Majlak is also a co-founder of Paul’s new podcast, which includes a new episode saying he helps Logan to earn money. The broadcast, coupled with Paul’s boxing stall this year, makes it as if he is trying to diversify his income streams in a long-format format where it’s harder to have stunts missfire. Nevertheless, Majlak suggests that he still does his part to keep Paul on track and focus, including by ensuring that he does not get distracted by dating.
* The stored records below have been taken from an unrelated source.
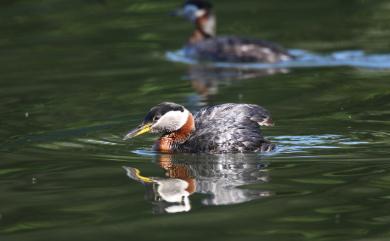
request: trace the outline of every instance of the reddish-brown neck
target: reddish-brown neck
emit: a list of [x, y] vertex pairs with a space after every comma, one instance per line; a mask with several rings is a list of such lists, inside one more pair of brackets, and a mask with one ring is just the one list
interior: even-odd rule
[[209, 15], [204, 15], [202, 17], [199, 17], [196, 19], [195, 21], [195, 30], [194, 32], [192, 33], [190, 39], [189, 39], [189, 43], [197, 43], [199, 41], [203, 41], [207, 38], [211, 38], [212, 35], [210, 35], [209, 33], [207, 33], [204, 29], [205, 29], [205, 26], [207, 24], [207, 21], [209, 20]]
[[189, 113], [187, 122], [179, 130], [160, 137], [154, 144], [153, 149], [160, 152], [173, 152], [174, 145], [184, 143], [194, 129], [194, 117]]

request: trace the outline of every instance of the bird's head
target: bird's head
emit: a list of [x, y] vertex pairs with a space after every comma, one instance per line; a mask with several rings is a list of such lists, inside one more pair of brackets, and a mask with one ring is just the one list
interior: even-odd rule
[[181, 16], [191, 22], [196, 22], [197, 19], [209, 15], [212, 10], [212, 5], [204, 0], [187, 0], [177, 8], [172, 15]]
[[154, 106], [138, 127], [131, 130], [124, 140], [145, 134], [168, 134], [178, 131], [188, 121], [191, 113], [181, 105], [172, 102], [163, 102]]

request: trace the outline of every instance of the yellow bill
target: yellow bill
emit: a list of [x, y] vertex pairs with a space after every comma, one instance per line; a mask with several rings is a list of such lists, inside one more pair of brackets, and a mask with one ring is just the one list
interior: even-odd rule
[[127, 135], [123, 138], [123, 140], [128, 140], [128, 139], [131, 139], [133, 137], [148, 133], [148, 132], [150, 132], [151, 129], [152, 129], [151, 123], [141, 124], [137, 128], [135, 128], [134, 130], [127, 133]]

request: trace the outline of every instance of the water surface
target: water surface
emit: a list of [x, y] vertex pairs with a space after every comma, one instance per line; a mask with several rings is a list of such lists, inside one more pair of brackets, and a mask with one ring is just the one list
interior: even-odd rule
[[[0, 239], [388, 240], [389, 70], [171, 62], [191, 28], [167, 16], [178, 4], [0, 3]], [[387, 1], [215, 5], [225, 35], [390, 53]], [[260, 104], [278, 149], [165, 156], [155, 136], [122, 141], [162, 101]]]

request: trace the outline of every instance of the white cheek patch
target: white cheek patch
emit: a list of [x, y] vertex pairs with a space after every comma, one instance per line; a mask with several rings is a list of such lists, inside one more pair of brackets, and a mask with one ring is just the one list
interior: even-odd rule
[[197, 10], [197, 11], [195, 12], [195, 17], [199, 18], [199, 17], [202, 17], [202, 16], [205, 15], [205, 14], [206, 14], [206, 11], [200, 9], [200, 10]]
[[187, 123], [189, 111], [168, 111], [153, 125], [153, 129], [177, 131]]

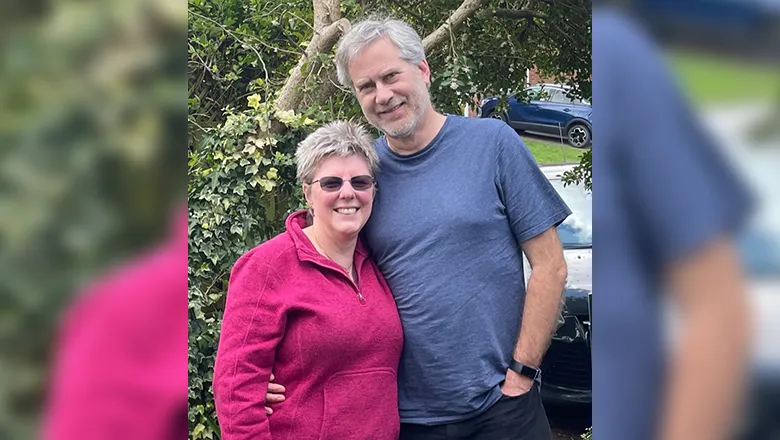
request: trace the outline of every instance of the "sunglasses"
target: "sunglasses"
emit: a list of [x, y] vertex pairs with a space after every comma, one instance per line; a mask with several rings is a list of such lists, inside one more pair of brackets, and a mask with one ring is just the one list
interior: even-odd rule
[[[344, 179], [335, 176], [320, 177], [311, 183], [315, 184], [317, 182], [320, 183], [320, 188], [327, 192], [336, 192], [344, 185]], [[374, 178], [368, 175], [355, 176], [349, 179], [349, 184], [352, 185], [352, 189], [355, 191], [367, 191], [374, 186]]]

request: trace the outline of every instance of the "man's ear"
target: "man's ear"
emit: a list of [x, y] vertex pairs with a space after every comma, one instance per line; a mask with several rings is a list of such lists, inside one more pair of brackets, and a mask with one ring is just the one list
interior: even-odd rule
[[428, 60], [422, 60], [420, 64], [417, 65], [417, 68], [420, 70], [420, 74], [423, 77], [423, 80], [425, 80], [425, 85], [430, 86], [431, 85], [431, 67], [428, 65]]
[[306, 203], [311, 206], [311, 185], [303, 184], [303, 197], [306, 198]]

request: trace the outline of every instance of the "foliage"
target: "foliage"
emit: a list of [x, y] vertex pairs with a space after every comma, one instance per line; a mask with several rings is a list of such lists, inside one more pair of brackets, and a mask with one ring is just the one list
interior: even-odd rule
[[[492, 13], [502, 8], [530, 9], [531, 4], [544, 19], [508, 19]], [[189, 5], [189, 120], [194, 147], [204, 138], [205, 128], [224, 122], [225, 108], [244, 103], [254, 93], [263, 101], [273, 100], [311, 39], [313, 7], [304, 0], [190, 0]], [[391, 14], [409, 21], [425, 36], [459, 5], [460, 0], [343, 0], [341, 9], [353, 21]], [[522, 88], [526, 68], [534, 65], [590, 98], [590, 35], [589, 1], [489, 0], [481, 13], [451, 33], [449, 41], [427, 54], [434, 105], [440, 111], [460, 113], [473, 94]], [[314, 88], [333, 71], [332, 53], [321, 57], [323, 68], [309, 76]], [[307, 94], [306, 106], [344, 107], [338, 111], [360, 115], [348, 90], [330, 92], [325, 97]]]
[[0, 27], [0, 438], [33, 437], [61, 309], [183, 202], [174, 3], [33, 4]]
[[[349, 90], [330, 82], [333, 51], [318, 55], [321, 68], [307, 75], [300, 106], [282, 112], [274, 104], [312, 38], [312, 3], [189, 4], [189, 421], [191, 438], [199, 440], [219, 437], [211, 381], [231, 266], [281, 232], [286, 216], [304, 206], [295, 180], [297, 142], [326, 121], [363, 116]], [[428, 51], [431, 97], [440, 111], [460, 114], [474, 93], [516, 90], [534, 64], [565, 74], [589, 97], [590, 73], [583, 66], [590, 66], [590, 2], [486, 4]], [[341, 11], [352, 22], [389, 13], [424, 37], [459, 5], [342, 0]], [[546, 18], [507, 19], [492, 12], [532, 7]]]
[[584, 433], [580, 434], [580, 437], [582, 440], [592, 440], [593, 439], [593, 428], [590, 427], [585, 430]]
[[188, 2], [192, 127], [213, 127], [227, 106], [249, 95], [272, 98], [269, 92], [281, 87], [309, 38], [310, 3]]
[[593, 150], [586, 150], [585, 153], [582, 154], [580, 163], [577, 164], [577, 166], [575, 166], [571, 171], [567, 171], [563, 173], [563, 176], [561, 177], [561, 181], [563, 181], [563, 186], [576, 185], [578, 183], [582, 183], [586, 189], [592, 190], [593, 189], [592, 170], [593, 170]]

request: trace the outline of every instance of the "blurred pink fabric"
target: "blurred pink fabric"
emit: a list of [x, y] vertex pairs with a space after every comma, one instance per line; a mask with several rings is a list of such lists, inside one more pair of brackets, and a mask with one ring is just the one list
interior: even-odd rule
[[45, 440], [187, 438], [187, 209], [92, 284], [57, 335]]

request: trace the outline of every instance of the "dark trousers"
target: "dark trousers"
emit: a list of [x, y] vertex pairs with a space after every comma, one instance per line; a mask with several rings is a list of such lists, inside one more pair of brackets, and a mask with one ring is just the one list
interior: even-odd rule
[[551, 440], [539, 388], [503, 396], [484, 413], [446, 425], [401, 424], [399, 440]]

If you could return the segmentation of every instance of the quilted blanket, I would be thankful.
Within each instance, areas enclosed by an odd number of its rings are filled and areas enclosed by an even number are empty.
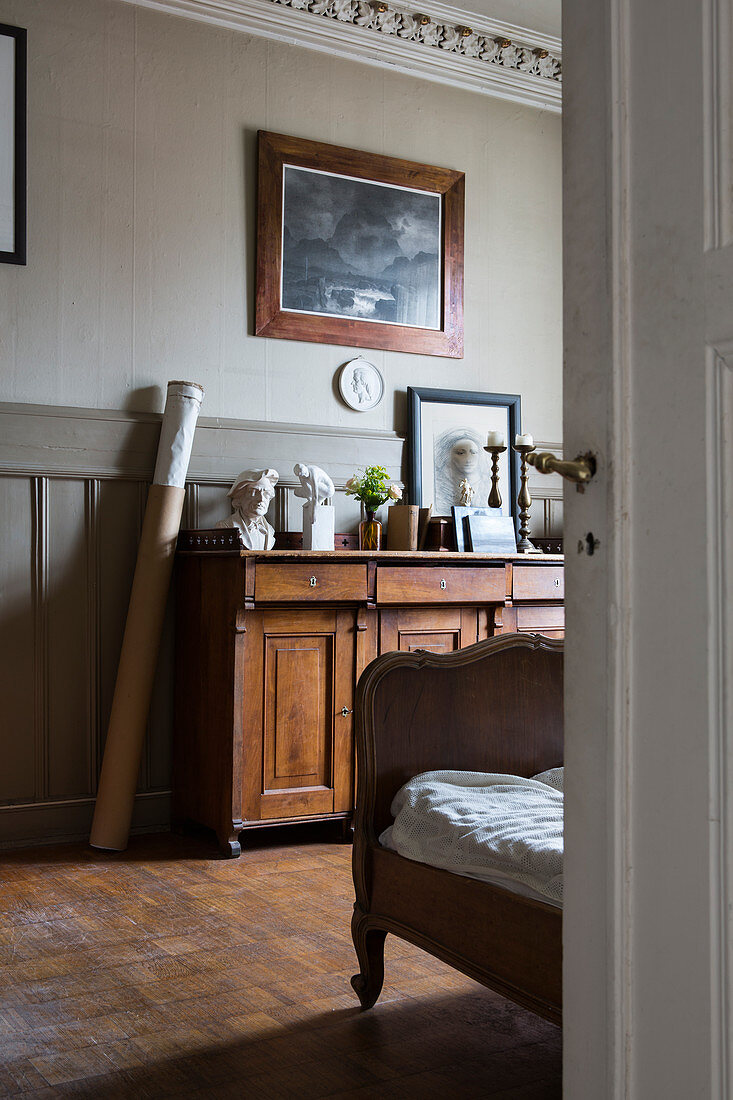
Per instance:
[[[562,768],[532,779],[423,772],[397,792],[392,815],[380,843],[407,859],[492,882],[513,879],[562,902]]]

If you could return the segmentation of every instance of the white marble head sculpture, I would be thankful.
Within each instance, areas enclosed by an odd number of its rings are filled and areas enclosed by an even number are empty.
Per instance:
[[[232,514],[217,527],[236,527],[248,550],[271,550],[275,532],[265,515],[275,496],[279,476],[277,470],[243,470],[227,494]]]
[[[336,491],[331,478],[320,466],[296,462],[293,473],[300,481],[300,485],[293,490],[295,496],[302,497],[308,504],[325,504]]]

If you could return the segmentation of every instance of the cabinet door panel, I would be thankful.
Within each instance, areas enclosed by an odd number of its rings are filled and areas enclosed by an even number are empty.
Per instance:
[[[265,792],[330,787],[333,636],[265,640]]]
[[[352,611],[263,616],[261,819],[353,807],[355,626]]]
[[[562,604],[520,604],[502,608],[501,626],[497,634],[543,634],[546,638],[565,636],[565,608]]]
[[[546,638],[562,638],[565,632],[565,608],[533,607],[517,608],[517,630],[531,634],[544,634]]]
[[[381,611],[379,649],[429,649],[434,653],[451,653],[476,641],[477,612],[475,608],[415,608]]]
[[[431,653],[452,653],[454,649],[461,648],[461,634],[459,630],[437,631],[434,634],[428,631],[418,634],[400,631],[399,648],[409,653],[416,649],[429,649]]]

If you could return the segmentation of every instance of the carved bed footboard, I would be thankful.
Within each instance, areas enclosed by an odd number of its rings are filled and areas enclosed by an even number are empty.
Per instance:
[[[531,776],[562,764],[562,643],[509,634],[449,654],[384,654],[359,681],[356,740],[352,985],[362,1006],[379,997],[391,932],[559,1023],[561,910],[405,859],[378,837],[420,772]]]

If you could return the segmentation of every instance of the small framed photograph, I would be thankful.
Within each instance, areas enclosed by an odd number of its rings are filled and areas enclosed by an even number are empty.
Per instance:
[[[456,550],[459,554],[462,554],[464,550],[471,549],[467,541],[468,517],[499,515],[499,509],[473,508],[467,507],[465,504],[454,504],[451,508],[451,515],[453,516],[453,536],[456,540]]]
[[[26,262],[26,39],[0,23],[0,263]]]
[[[517,532],[511,516],[474,514],[467,516],[465,522],[468,528],[466,549],[476,554],[516,554]]]
[[[519,458],[511,445],[522,430],[519,395],[410,387],[407,398],[410,504],[432,504],[436,516],[452,515],[457,505],[485,508],[491,456],[484,447],[488,432],[501,432],[507,444],[499,456],[501,508],[490,512],[516,524]]]
[[[256,334],[461,358],[463,173],[258,137]]]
“I’m one of the most important guys responsible for continuing to drive freakin revenue here, so my main goal is that when I see him getting too tight with a girl, I like to run out of trouble,” said Majlak. [19659018] In a year full of visible controversies and creators burnout, one of the biggest conversations YouTube’s have with each other is about the importance of having the right kind of support network. Some YouTubers prefer to do everything on their own, meaning they have no controls or balances to keep them on track. Other YouTubers have people around them, but fame and influence make it difficult to force in a star. Even YouTubers who get the feedback they may need may not be willing to listen or seek help until after a backlash A week before the events in Japan, Paul received a warning from his former girlfriend about his relatives whom he did not listen to.

“Yes, this betee Ndet will bite in the ass “he says she told him on time. “I do not know how I do not know when, but you will crash and burn.”

Logan Paul may probably still be up to his old Jackass style trick, but on his channel these days the stunts feel safe compared to some of the things he got up in 2017. And even more important, despite failure at the beginning of the year, his career is still alive. Paul’s podcast, meanwhile, paints a picture of a creator who wants to move away from his young audience on YouTube. Each upload comes with a warning that the content is “only for mature audiences”.

What we saw in Japan then comes as an unfortunate side effect of YouTube’s slow realization that controversy is often a quick trace to a lot of opinions – but these views can have consequences. Hollywood learned this lesson a long time ago but the necessity of creator construction and professional guidance is likely to be a growing concern for the video platform until 2019. One of Shane Dawson’s proposals for the equally infamous Jake Paul at the end of his documentary series is that he might need hire someone to advise him. Majlak is probably one of the first of many YouTube fixers to come.